O Ministério de Minas e Energia afirmou nesta quinta-feira, em nota, que o ministro da pasta, Edison Lobão, recomendou à Agência Nacional de Energia Elétrica (Aneel) “rigorosa fiscalização” sobre o apagão de quarta-feira, que deixou diversas cidades do Nordeste sem energia elétrica durante horas.
Segundo o ministério, o Operador Nacional do Sistema Elétrico (ONS) vai se reunir na próxima segunda-feira (2) com todos os agentes do setor para elaborar o Relatório de Análise de Perturbação (RAP) sobre o blecaute.
O documento, que deve analisar as causas e apontar os responsáveis pelo episódio, será entregue à Aneel e ao Comitê de Monitoramento do Setor Elétrico (CMSE).
Além do ministro Lobão, participaram do encontro o diretor-geral da Aneel, Romeu Rufino; o diretor-presidente da Companhia Hidro Elétrica do São Francisco (Chesf), João Bosco de Almeida; o presidente da Eletrobras, José da Costa Carvalho Neto e, por videoconferência, do Rio de Janeiro, o diretor-geral do Operador Nacional do Sistema Elétrico (ONS), Hermes Chipp, e o diretor de Energia Elétrica da Empresa de Pesquisa Energética (EPE), José Carlos de Miranda Farias.

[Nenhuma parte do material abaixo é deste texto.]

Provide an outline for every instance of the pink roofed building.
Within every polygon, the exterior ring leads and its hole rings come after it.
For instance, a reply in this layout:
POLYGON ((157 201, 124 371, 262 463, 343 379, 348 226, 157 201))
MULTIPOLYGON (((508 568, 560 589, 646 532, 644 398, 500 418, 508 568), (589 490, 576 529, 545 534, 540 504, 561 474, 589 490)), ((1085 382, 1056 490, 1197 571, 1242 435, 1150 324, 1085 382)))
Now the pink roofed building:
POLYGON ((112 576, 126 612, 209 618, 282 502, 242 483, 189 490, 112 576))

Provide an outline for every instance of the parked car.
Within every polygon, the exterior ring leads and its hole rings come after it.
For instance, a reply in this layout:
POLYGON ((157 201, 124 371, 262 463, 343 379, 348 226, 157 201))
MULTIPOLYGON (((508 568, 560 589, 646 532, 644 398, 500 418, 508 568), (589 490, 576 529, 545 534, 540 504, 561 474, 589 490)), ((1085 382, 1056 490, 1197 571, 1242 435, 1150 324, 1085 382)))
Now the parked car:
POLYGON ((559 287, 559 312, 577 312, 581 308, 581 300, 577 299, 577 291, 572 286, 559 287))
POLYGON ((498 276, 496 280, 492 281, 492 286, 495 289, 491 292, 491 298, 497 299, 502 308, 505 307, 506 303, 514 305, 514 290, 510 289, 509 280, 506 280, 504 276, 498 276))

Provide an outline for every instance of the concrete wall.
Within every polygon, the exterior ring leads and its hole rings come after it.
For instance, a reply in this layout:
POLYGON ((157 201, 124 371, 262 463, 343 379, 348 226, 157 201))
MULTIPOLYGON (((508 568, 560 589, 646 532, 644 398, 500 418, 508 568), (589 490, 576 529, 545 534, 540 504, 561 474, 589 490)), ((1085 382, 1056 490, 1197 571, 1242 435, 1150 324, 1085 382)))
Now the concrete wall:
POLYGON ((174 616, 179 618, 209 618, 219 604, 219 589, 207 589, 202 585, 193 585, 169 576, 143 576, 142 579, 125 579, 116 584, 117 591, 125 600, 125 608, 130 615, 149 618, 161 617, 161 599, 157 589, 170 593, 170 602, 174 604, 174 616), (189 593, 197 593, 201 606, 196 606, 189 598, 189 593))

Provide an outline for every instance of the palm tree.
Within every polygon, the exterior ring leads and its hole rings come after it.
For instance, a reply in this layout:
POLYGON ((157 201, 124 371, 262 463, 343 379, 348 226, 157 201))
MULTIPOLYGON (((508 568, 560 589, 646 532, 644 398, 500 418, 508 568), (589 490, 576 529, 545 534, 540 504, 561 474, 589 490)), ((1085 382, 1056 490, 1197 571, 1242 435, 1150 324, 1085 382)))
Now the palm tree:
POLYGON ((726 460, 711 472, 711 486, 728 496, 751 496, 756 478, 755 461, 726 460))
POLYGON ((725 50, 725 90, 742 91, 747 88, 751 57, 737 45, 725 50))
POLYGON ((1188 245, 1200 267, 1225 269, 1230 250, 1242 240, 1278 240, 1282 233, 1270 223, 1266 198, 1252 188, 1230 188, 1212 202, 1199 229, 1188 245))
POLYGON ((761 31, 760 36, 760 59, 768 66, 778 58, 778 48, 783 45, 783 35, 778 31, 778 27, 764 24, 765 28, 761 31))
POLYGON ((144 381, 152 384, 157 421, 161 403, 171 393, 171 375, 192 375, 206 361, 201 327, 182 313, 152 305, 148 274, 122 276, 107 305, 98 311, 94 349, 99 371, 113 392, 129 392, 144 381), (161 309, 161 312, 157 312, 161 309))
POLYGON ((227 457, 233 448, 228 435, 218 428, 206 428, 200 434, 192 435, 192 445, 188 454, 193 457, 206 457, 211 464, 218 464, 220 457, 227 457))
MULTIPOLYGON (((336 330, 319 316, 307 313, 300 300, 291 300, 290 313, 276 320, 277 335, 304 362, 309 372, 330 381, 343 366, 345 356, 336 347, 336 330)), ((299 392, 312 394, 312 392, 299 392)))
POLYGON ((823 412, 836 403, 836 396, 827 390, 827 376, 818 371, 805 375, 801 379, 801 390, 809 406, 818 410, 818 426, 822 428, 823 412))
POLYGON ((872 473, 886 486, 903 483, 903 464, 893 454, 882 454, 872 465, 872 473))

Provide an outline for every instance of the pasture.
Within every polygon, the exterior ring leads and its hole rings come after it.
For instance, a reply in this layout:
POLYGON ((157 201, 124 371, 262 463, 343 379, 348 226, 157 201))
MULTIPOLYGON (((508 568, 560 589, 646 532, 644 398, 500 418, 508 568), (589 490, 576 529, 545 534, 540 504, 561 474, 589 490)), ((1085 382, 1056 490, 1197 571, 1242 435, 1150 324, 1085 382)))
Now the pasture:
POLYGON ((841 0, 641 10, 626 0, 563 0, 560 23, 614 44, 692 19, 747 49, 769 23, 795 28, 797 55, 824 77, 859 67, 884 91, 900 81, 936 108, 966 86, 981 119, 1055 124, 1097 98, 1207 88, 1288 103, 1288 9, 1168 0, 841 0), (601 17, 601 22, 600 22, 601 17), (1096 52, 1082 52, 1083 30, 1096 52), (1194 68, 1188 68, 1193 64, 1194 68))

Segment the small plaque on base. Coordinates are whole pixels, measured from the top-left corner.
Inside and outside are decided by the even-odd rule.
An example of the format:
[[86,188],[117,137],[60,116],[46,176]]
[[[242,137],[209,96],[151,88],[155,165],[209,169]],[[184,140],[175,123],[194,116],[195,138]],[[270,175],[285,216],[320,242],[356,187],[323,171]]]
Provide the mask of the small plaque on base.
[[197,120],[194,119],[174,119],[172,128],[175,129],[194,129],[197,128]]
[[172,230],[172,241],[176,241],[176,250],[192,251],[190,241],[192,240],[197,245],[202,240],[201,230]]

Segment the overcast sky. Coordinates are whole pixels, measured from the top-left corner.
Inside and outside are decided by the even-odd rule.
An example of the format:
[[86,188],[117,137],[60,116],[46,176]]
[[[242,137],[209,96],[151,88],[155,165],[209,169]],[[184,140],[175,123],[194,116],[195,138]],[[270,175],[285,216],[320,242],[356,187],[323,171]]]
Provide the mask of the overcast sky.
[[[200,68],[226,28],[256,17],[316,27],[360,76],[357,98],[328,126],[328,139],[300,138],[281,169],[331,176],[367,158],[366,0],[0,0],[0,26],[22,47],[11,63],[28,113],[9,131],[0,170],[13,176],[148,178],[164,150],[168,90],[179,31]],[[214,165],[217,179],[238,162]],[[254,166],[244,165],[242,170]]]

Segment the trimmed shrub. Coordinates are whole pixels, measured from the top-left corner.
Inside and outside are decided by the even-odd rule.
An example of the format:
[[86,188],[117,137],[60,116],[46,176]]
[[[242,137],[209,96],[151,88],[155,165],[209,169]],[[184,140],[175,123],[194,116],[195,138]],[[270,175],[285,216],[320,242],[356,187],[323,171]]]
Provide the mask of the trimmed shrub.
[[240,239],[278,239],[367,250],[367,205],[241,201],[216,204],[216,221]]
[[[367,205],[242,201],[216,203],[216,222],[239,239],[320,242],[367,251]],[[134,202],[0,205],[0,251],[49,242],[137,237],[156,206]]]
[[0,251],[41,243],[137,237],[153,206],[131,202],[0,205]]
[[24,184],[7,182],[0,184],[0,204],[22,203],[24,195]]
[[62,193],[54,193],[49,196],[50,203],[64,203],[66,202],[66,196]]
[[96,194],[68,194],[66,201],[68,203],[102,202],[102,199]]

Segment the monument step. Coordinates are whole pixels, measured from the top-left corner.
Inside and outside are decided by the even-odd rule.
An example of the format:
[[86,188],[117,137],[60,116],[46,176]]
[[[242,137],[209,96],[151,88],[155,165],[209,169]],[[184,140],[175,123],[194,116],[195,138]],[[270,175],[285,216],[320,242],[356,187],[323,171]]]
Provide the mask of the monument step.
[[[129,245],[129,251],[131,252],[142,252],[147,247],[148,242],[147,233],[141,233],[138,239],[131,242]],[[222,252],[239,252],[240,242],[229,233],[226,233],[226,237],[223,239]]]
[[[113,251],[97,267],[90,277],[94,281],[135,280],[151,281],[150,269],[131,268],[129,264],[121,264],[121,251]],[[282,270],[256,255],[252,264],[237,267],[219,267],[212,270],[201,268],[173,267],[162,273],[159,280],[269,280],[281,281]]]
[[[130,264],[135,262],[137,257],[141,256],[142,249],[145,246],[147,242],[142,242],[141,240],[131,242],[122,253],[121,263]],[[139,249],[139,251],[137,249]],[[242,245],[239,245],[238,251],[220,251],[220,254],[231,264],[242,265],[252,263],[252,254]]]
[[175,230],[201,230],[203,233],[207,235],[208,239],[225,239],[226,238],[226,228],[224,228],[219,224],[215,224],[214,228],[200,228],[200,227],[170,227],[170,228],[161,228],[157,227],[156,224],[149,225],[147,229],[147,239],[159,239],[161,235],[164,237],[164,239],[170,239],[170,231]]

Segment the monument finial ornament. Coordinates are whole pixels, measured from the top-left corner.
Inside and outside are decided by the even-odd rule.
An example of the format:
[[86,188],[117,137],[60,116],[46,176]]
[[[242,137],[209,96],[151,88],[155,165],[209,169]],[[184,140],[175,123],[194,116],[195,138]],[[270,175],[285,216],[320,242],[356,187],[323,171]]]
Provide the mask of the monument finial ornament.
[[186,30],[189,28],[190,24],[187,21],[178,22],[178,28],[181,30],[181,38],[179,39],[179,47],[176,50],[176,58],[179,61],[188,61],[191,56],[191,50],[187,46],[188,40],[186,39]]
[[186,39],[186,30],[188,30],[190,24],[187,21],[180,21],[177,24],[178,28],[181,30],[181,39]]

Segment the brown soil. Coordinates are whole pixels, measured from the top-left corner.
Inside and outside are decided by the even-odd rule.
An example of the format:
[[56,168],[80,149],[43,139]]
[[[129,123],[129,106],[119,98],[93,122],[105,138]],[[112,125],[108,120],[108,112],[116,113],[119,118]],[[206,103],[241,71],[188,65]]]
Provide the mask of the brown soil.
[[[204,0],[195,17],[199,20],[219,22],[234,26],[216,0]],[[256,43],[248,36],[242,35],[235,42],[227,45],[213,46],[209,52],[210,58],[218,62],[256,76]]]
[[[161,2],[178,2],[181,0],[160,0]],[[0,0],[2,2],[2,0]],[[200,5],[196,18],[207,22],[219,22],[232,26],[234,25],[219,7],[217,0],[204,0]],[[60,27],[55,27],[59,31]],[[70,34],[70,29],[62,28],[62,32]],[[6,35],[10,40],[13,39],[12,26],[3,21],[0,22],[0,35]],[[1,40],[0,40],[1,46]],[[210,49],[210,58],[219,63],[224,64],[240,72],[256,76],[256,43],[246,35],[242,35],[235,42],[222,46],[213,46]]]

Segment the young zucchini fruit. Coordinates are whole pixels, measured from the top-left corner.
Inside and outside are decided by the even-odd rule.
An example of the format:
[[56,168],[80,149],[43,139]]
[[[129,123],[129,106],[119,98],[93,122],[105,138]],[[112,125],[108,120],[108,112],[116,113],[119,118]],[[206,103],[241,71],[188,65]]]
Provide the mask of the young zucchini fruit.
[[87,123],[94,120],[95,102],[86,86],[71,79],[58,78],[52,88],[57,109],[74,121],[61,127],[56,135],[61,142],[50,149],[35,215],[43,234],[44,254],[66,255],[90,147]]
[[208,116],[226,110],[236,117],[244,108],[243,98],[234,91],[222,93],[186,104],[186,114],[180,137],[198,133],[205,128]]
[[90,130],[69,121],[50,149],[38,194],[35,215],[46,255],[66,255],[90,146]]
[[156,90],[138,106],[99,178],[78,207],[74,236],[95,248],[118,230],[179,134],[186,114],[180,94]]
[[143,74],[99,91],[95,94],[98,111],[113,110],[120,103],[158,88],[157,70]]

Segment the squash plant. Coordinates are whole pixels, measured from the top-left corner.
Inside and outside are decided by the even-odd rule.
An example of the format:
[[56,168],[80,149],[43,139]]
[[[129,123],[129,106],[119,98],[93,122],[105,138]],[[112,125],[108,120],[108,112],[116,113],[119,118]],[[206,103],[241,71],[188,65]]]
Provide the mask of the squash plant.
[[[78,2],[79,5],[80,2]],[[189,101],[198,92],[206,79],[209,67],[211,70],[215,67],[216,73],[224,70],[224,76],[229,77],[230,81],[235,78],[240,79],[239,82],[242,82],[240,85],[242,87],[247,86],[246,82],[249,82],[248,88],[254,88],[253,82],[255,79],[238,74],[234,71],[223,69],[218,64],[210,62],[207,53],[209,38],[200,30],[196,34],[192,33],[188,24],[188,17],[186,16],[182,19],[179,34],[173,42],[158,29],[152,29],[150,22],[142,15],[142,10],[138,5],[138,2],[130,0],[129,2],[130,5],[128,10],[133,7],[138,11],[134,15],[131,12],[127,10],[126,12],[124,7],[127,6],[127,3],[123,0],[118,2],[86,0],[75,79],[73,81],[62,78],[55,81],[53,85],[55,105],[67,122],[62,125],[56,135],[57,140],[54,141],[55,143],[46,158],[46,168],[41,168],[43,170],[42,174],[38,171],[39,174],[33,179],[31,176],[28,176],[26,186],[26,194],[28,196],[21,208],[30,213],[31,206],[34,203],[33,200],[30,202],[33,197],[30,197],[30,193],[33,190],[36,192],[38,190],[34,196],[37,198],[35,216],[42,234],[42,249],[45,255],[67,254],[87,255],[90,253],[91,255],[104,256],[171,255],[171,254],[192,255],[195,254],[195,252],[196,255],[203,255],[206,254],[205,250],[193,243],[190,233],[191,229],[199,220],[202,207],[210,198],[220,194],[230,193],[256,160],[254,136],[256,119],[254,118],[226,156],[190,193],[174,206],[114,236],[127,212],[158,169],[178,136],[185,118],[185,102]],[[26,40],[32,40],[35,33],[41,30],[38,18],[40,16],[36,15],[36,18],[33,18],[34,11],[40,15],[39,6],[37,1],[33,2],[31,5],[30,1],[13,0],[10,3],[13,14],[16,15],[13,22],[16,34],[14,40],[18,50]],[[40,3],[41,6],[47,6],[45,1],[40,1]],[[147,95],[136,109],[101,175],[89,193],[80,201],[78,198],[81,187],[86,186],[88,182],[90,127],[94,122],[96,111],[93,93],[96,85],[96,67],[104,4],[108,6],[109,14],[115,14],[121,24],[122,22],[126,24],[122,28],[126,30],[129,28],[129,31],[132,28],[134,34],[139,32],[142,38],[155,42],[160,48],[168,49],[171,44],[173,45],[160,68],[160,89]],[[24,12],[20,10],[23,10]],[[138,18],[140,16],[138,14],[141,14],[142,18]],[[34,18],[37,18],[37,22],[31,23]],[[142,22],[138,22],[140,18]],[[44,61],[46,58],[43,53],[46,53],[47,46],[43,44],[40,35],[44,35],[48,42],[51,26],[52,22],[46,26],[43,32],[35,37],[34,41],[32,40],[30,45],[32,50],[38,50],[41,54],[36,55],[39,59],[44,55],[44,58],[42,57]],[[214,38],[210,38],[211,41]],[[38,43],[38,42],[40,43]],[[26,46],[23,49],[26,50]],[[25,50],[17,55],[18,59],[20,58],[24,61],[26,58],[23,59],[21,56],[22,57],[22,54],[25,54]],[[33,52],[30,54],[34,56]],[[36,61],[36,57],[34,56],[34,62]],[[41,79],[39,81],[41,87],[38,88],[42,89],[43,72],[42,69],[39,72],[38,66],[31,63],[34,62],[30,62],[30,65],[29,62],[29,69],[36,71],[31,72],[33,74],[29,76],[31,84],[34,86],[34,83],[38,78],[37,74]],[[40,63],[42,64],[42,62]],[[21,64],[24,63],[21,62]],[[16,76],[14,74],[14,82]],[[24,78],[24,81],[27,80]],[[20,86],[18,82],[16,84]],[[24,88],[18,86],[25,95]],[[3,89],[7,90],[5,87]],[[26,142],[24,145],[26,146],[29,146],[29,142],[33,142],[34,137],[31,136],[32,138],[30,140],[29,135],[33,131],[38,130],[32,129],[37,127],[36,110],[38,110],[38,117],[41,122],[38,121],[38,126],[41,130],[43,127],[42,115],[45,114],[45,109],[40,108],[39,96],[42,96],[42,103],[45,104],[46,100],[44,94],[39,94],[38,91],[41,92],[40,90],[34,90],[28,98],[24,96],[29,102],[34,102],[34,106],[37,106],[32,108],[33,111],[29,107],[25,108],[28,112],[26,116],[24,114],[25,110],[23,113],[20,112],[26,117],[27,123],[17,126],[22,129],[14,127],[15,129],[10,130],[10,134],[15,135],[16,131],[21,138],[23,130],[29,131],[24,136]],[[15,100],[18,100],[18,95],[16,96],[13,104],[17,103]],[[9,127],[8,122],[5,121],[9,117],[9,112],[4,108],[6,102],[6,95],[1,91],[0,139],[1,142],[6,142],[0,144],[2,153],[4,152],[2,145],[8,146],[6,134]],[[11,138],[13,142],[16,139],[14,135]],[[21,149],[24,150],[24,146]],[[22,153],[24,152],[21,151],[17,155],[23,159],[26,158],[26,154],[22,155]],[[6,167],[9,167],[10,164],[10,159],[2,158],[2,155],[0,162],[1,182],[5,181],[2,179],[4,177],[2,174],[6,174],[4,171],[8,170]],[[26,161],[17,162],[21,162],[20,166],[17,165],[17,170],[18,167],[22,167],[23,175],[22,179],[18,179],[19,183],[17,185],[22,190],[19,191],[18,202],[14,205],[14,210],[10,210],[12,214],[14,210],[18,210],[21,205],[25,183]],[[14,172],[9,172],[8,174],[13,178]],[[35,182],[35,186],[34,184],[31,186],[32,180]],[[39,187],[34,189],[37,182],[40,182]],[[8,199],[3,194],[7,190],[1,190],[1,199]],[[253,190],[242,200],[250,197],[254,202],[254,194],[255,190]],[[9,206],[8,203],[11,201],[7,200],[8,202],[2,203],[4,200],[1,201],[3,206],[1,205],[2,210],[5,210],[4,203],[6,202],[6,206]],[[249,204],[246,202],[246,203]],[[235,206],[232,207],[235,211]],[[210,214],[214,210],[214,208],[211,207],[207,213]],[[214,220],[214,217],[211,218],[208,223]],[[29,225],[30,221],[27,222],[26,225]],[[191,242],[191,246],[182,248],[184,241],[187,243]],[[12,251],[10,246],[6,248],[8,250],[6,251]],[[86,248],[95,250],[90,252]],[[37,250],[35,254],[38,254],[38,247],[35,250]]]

Representantes das empresas responsáveis pelas instalações e equipamentos envolvidos no desligamento também participaram do encontro.
A interrupção no fornecimento de energia foi provocada pelo desligamento automático de duas linhas de transmissão que interligam os sistemas Sudeste/Centro-Oeste com o Nordeste, localizadas entre as subestações Ribeiro Gonçalves e São João do Piauí, no interior do Piauí, afirmou o ONS.
No local foram identificados focos de queimadas. Segundo o ONS, o sistema de segurança atuou isolando a região Nordeste do resto do País às 15h. A recomposição do sistema foi imediatamente acionada e, por volta de 17h30, todas as capitais da região estavam sendo abastecidas.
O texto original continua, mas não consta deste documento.